Отрава сдержалась от того, чтобы облегченно выдохнуть. К ее счастью, само нападение ни в ком сомнений не вызвало. Она надеялась, что может вести себя, как благородная госпожа, будто отыгрывая эту роль в представлении на рыночной площади. Тут очень помогал образ кровопийцы — прямая, как шпала, спина и ни одного лишнего движения. Даже голову желательно поворачивать как можно медленнее. Поначалу казалось, что она будет выглядеть нелепо, но, судя по вопросам и обсуждениям, все делала верно — никому и в голову не пришло спросить ее бумаг или усомниться в происхождении.
— К нашему огорчению, — говорила госпожа, — мы о твоем роде ни разу не слыхали. Но видим, что твой батюшка воспитал замечательную и любящую дочь! Твой жених должен быть счастлив получить такую прекрасную спутницу…

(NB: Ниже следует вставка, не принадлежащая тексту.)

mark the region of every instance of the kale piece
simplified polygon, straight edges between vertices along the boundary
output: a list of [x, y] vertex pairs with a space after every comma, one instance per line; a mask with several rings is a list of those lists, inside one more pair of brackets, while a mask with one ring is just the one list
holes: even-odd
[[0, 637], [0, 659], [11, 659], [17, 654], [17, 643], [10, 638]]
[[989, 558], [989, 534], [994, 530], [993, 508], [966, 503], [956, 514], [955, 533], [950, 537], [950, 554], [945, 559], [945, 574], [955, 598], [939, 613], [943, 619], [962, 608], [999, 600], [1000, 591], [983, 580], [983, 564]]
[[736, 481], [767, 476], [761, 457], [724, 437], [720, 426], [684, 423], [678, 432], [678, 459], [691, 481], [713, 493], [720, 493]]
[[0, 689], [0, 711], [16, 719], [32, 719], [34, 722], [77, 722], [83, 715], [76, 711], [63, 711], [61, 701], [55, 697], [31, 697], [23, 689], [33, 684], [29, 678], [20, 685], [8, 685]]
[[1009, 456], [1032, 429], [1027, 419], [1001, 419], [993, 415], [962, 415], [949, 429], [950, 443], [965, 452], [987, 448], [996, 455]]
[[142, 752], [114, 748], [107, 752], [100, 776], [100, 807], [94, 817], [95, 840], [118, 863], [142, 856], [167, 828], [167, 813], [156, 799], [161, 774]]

— А ты за ее жениха не решай! — снова перебил клирик. — Лада в этой жизни рожей не вышла, что уж лукавить. Но если так добра и смиренна, как говорит, то ему стоит благодарить Небесный Свет за подарок. А будет ли он при этом счастлив — это уж как отведено!
— Вы правы, правы уважаемый клирик, — хозяйка спонтанно потерла плечо. — Счастье же не главное!

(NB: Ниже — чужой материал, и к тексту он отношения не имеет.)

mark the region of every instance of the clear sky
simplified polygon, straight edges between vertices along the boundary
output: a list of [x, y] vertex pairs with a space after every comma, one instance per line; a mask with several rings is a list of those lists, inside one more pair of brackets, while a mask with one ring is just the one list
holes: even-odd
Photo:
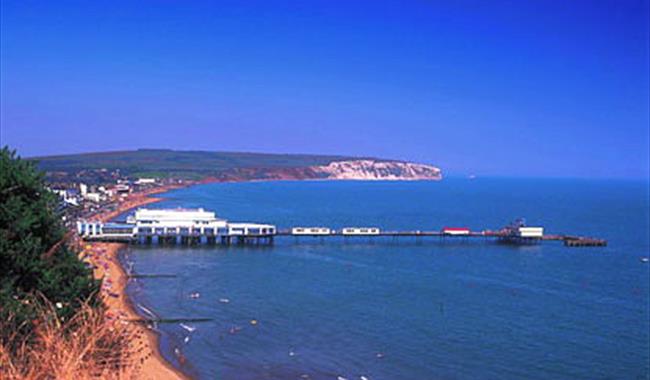
[[648, 3], [2, 0], [1, 142], [648, 178]]

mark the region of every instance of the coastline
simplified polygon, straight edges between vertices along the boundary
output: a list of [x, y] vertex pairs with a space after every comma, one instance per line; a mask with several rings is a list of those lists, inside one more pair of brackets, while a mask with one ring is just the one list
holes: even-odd
[[[163, 186], [150, 191], [130, 194], [112, 211], [100, 212], [95, 218], [109, 221], [118, 215], [143, 205], [160, 202], [163, 198], [153, 195], [170, 190], [191, 186]], [[82, 255], [94, 267], [93, 276], [102, 280], [101, 298], [106, 305], [106, 316], [109, 321], [118, 320], [126, 324], [128, 320], [141, 319], [135, 310], [133, 301], [126, 292], [128, 277], [119, 259], [119, 253], [126, 248], [124, 243], [81, 242]], [[160, 352], [159, 334], [143, 324], [131, 324], [134, 327], [134, 340], [130, 347], [130, 360], [136, 371], [136, 378], [144, 380], [179, 379], [190, 377], [179, 368], [167, 361]]]
[[[153, 204], [165, 200], [163, 197], [153, 197], [171, 190], [187, 188], [194, 185], [210, 183], [243, 183], [243, 182], [285, 182], [285, 181], [357, 181], [355, 179], [298, 179], [298, 178], [261, 178], [261, 179], [227, 179], [219, 180], [207, 178], [202, 181], [189, 181], [183, 184], [166, 185], [150, 189], [144, 192], [129, 194], [126, 199], [119, 203], [114, 210], [104, 210], [93, 216], [93, 219], [108, 222], [119, 215], [133, 210], [137, 207]], [[407, 180], [411, 181], [411, 180]], [[397, 182], [390, 180], [390, 182]], [[141, 319], [142, 316], [136, 311], [133, 300], [129, 297], [126, 287], [128, 277], [126, 269], [120, 260], [120, 252], [127, 248], [125, 243], [107, 242], [80, 242], [82, 255], [86, 256], [87, 262], [91, 263], [93, 276], [102, 281], [102, 300], [107, 306], [106, 313], [109, 320], [117, 319], [126, 324], [128, 320]], [[87, 253], [90, 253], [88, 255]], [[181, 368], [168, 361], [160, 351], [160, 334], [149, 329], [143, 324], [131, 324], [135, 327], [135, 341], [130, 350], [131, 362], [135, 364], [137, 379], [161, 380], [181, 379], [189, 380], [191, 377], [184, 373]]]

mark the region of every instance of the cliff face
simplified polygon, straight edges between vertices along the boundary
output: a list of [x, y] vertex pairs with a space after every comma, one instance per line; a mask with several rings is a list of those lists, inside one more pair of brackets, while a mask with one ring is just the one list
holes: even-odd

Наколдованная Наньей «рожа» и впрямь оставляла желать лучшего. Поэтому Отрава и не спешила переживать за счастье мнимого жениха. Было видно, что хозяйка сгорает от любопытства и хочет расспросить ее обо всем, но заметно сдерживается. Неудивительно, если в каждой ее фразе клирик отыскивает, к чему бы придраться. Отраве очень повезло оказаться именно в такой компании! Это застраховало ее от дотошного допроса, достаточно было отделываться бессмысленной высокопарностью про благодетельность и Небесный Свет. Она решила воспользоваться и этой ситуацией для своей пользы:
— Нам удалось прихватить несколько вещей и немного монет, когда мы убегали. Не будут ли хозяева настолько добры, чтобы продать нам пару лошадей для дальнейшего путешествия?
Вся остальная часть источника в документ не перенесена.